羽織の起源は防寒のために小袖の上に着た胴服(どうぶく:今で言うと、丈の長い綿入ればんてんのような着物)だとも、長着の上から「はふり着る」ので「羽織」と言われるようになったともいわれています。

現在単に「羽織」といえば、左の写真のような丈の長さの中羽織のことをいいます。

袖のない羽織に、「袖なし」とか「袖なし羽織」がありますが、形状は様々であり、地方によっては同じ呼び名で違うものを指すこともあるようですが、要するに「陣羽織」とかちゃんちゃんこを想像すればデザインは見当がつくと思います。こういう羽織も一枚あるとカジュアルな着こなしに重宝するものです。
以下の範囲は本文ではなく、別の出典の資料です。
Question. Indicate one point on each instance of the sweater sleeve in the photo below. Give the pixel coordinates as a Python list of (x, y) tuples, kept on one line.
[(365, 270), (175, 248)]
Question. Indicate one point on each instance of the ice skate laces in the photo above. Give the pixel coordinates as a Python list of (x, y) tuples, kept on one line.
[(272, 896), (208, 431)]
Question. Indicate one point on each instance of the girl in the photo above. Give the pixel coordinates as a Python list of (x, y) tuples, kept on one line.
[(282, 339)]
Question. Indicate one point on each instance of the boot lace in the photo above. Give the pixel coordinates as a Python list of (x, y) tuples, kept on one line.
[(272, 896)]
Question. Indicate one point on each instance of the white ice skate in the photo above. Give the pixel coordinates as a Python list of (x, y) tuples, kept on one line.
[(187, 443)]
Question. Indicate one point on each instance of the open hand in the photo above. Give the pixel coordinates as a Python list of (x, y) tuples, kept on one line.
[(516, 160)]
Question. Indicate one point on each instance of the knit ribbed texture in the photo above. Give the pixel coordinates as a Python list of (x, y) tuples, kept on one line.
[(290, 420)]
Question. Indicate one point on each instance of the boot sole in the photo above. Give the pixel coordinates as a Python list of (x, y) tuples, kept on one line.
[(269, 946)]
羽織の丈は時代によりめまぐるしく流行が変わり、長くなったり短くなったりしています。ちょうど女性のスカートの丈みたいなものですね。定かではありませんが、関東では短め、関西では長めに仕立てるようでもあります。要は着る人の好みで決めればいいと思いますが、普段着る羽織ならせいぜい膝上くらいまでの丈にした方が立ち振る舞いが楽でいいと思います。

茶羽織(ちゃばおり)

普通の羽織より丈が短く、丹前などの上から羽織るなど、主に家庭内で防寒用に用いるもので、茶道で用いる羽織のことではありません。
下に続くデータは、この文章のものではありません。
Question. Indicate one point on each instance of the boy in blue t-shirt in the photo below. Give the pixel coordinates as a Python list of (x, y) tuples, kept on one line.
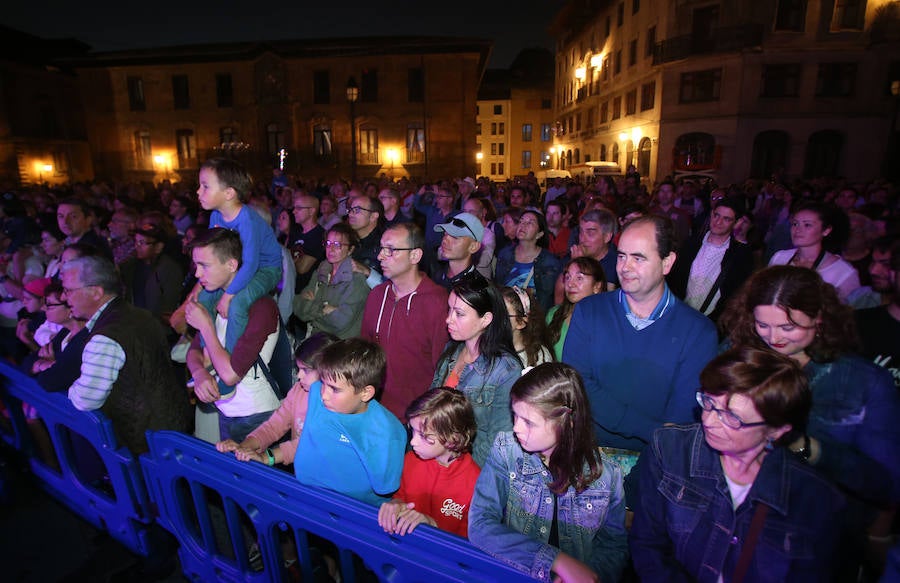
[(350, 443), (224, 188)]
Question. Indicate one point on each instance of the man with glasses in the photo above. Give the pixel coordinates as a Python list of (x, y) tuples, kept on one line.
[(406, 316), (126, 371), (459, 249), (307, 239), (76, 220), (710, 268), (152, 278), (366, 216)]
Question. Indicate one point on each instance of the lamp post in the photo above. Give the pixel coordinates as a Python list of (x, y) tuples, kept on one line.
[(352, 98), (891, 147)]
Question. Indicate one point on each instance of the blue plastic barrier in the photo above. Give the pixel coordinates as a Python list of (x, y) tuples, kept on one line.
[(180, 470), (119, 504), (204, 497)]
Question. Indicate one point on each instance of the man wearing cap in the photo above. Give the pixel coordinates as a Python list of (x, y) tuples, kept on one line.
[(390, 200), (152, 278), (460, 245), (438, 205)]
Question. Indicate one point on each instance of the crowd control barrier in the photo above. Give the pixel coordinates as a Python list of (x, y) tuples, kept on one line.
[(233, 521), (107, 490)]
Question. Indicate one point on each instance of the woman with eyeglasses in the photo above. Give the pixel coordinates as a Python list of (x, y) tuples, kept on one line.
[(853, 436), (724, 499), (480, 360), (529, 264), (335, 297)]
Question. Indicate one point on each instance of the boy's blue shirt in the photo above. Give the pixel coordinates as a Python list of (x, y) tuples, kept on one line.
[(360, 455), (260, 247)]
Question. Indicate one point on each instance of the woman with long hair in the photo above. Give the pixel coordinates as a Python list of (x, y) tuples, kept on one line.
[(480, 359), (816, 240), (546, 501), (582, 277), (853, 436), (529, 330), (529, 263)]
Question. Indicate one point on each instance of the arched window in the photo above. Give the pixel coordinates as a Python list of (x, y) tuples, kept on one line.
[(823, 154), (696, 149), (643, 164), (770, 152)]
左の画像の茶羽織は、よく旅館などで出されるものと同じ物です。

素材はいろいろですが、普通は厚手のウール地などを使って単仕立てにします。左の画像の茶羽織もウール製です。
茶羽織の羽織紐は、たいてい羽織と共布(ともぬの:同じ布のこと)でできていて、左の写真のように、直に縫い付けてあります。

額裏(がくうら)

羽織の裏地に使う布を「羽裏(はうら)」といいますが、中でも男物で使う、額縁の中の一枚の絵模様のようになっているものを「額裏」といいます。素材は羽二重、縮緬などの正絹が中心ですが安い化繊もあります。(値段もピンキリで、一般的には正絹製で12000円〜40000円くらい、凝り出すと気が遠くなります。(^^;

左の写真のものは紬の羽織に使ったもので一般的な山水画です。他にも宝船や浮世絵など、趣味性の高いものもたくさんあります。男のきものは昔から、個性を演出するために、長襦袢やこうした額裏に凝るのが趣味人の定番ですが、私はあまり興味がありません。

■ 十徳(じっとく)

十徳は、鎌倉時代頃より様々な変遷をたどり、用途や着用対象者が移り変わっていますが、現代では僧侶や茶道の宗匠などが用いる姿しか見かけません。独特の形状をした広袖の羽織で、前を止める紐も直に縫い付けてあります。